PATTERN MAKER MEDIA

パタンナーのリアルな仕事内容から就職・転職について

《パタンナーの仕事》

この記事を見ているあなたはパタンナーって言葉を聞いたことがある、

パタンナーに興味のある人だろう。

 

しかし、一般的に「パタンナー」という言葉を知らない人もいる。

簡単に「パタンナー」についてまとめます。

パタンナーとは

MD(マーチャンダイザー)が選んだ生地とデザイナーが描いたデザイン画を元に、パターン(洋服の型紙)を作り、量産するための仕様書を作る人です。

一概にパタンナーと言っても、勤める会社によって立場や仕事内容は大きく変わる。

服飾専門学校でもあまり実際の仕事内容について教えてくれない場合が多いので、参考にしてもらえればと思います。

 

【アパレルメーカーのパタンナー】

自社にMD・デザイナー・パタンナーのデザインチームがある場合は自社のデザイナーと相談しながらパターンを作成することになる。この場合、大抵は自社に生産チームがあるので、生産担当者にパターンや仕様書を渡すのが仕事で、他社とコンタクトをとることはほとんどない。

ブランドごとにチームがあり、そのブランドのみ担当する場合もあるし、社内のパタンナーチームの一員として色んなブランドのパターンを担当することもある。

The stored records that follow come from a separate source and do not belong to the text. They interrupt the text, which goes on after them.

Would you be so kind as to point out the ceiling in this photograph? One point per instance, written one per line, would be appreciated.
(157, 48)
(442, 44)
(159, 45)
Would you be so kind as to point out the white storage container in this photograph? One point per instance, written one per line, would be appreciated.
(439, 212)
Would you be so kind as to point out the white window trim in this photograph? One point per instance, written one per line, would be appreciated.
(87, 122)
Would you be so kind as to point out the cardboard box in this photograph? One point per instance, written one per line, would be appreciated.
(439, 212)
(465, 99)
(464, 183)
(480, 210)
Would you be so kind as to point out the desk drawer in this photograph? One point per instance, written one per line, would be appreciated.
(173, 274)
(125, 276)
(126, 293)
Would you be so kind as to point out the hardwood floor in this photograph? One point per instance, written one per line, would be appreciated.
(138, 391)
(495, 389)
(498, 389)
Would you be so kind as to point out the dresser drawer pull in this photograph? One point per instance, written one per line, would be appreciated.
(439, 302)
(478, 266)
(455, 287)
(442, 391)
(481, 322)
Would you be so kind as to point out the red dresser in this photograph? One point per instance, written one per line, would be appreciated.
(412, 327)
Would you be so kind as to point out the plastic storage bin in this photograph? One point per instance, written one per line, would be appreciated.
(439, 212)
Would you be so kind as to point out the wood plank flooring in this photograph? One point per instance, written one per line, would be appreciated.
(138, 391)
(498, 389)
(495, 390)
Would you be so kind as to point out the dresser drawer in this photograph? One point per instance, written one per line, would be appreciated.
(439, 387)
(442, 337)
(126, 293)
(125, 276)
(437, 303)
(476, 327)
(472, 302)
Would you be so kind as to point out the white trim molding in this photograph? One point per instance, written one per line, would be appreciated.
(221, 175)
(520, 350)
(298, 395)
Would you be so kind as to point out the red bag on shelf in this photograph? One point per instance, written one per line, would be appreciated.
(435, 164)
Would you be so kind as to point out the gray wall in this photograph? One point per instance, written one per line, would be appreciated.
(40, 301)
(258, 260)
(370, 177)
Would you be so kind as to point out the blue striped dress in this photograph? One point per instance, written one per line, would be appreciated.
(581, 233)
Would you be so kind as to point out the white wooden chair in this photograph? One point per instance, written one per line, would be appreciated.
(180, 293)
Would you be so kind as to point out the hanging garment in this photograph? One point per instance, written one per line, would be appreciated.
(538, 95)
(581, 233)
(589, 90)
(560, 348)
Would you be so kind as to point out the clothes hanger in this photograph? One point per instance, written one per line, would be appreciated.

また、担当アイテムごとに分かれている場合もある為、就職や転職の際は、自分の得意なアイテムやテイストなどを把握してアピールすると共に、入ろうとしている会社の体制をしっかり確認しておくべき。

アパレルメーカーの多くが売り場を持っており、店舗側からの意見なども多く上がってくる。「売る現場」と「ブランディングする側」の意見を聞きながら、どの意見を取り入れて「洋服」という商品を作り上げるのか、クリエイションの要素もとても強い。

 

【企画会社や商社のパタンナー】

簡単に2種類に分けられる。

①「こんな生地のこんなデザインが流行りますよ。」と提案し、相手先(アパレルメーカー)のブランドネームをつけ、生産、商品を納品する。OEMという商売。

②相手先のデザインを、生地や工場を手配して生産、納品する。ODMという商売。

企画会社や商社であれば部署によって得意なテイストがあるので、入社前にどんなブランドに納品しているか、アイテムなどを確認しておくべき。

デニム工場を持っていて、デニムが得意な企画会社など、本当はエレガントで綺麗めなテイストが好きなのに、デニムの会社に入ってしまった。などの(そこまで極端なことは無いとは思うが)採用ミスマッチは会社も自分も苦しくなる。

また、提案ありきな部分が大きいため、流行りを追いかけるだけでなく、いち早く「世の中の流れを読み」デザイナーと共に「商品に落としこむ力」が求められる。

 

【パターン外注会社のパタンナー】

自社にパタンナーを持たない、人が足りない場合に外注パターン会社に依頼することになる。

主に、アイテムやパターン枚数、トワルを作成するか否か、パターンを作って納品することで儲けが決まる為、作業の速さ(もちろん客先のイメージの再現性も)が求められる。

また、工場と組んで生産まで請け負っていたりする場合もある為、入社前にどこまでがパタンナーの作業範囲であるか確認が必要。

色んなテイストを体験できることもあり、武者修行にはもってこいだと思うが、在学中や就職してから少しでも「速さ」に自信がなければやめておいた方がいい。

デザイン・生産含めての納品のリードタイムと比べて、少しでも遅れると取り返せなくなってくるので、時間管理能力が問われる。

 

【工場のパタンナー】

工場から、得意なデザインなどを提案することもあるにはあるが、一般的に工場は受け身で依頼された仕事を納期までに納めることが仕事となる。

仕様書のみで依頼が来る場合は、パターンを作成し工場向けに仕様書を書き直したりする。

また、仕様書とパターンで依頼が来ても、工場で縫いやすいパターンに修正が必要なことも多い。

また、裁断用のマーキングやグレーディングまで依頼される場合もあり、生産の効率も考えながらパターンの作成、客先と相談できる人材が求められる。

工場の設備に詳しくないアパレルメーカーなどからは、細かい指示がないことも多くいかに効率のいい仕様や綺麗な仕上がりに出来るかが腕の見せ所だ。

納期管理は別に担当者がいる場合もあるが、生産管理の仕事も兼務する場合もあり、現場の工員と客先の板挟みになることもあり、コミュニケーション能力も重要。

 

 

専門学校の就職指導では、自己分析だなんだと教えられるが、職種の更に細分化された仕事内容について教えてもらえないことが多い。

パタンナー志望だけでなく、一歩踏み込んで自分の強味を見つめなおすと就職・転職活動もスムーズで採用ミスマッチも少なくなり、企業も自分自身も幸せになれると思います。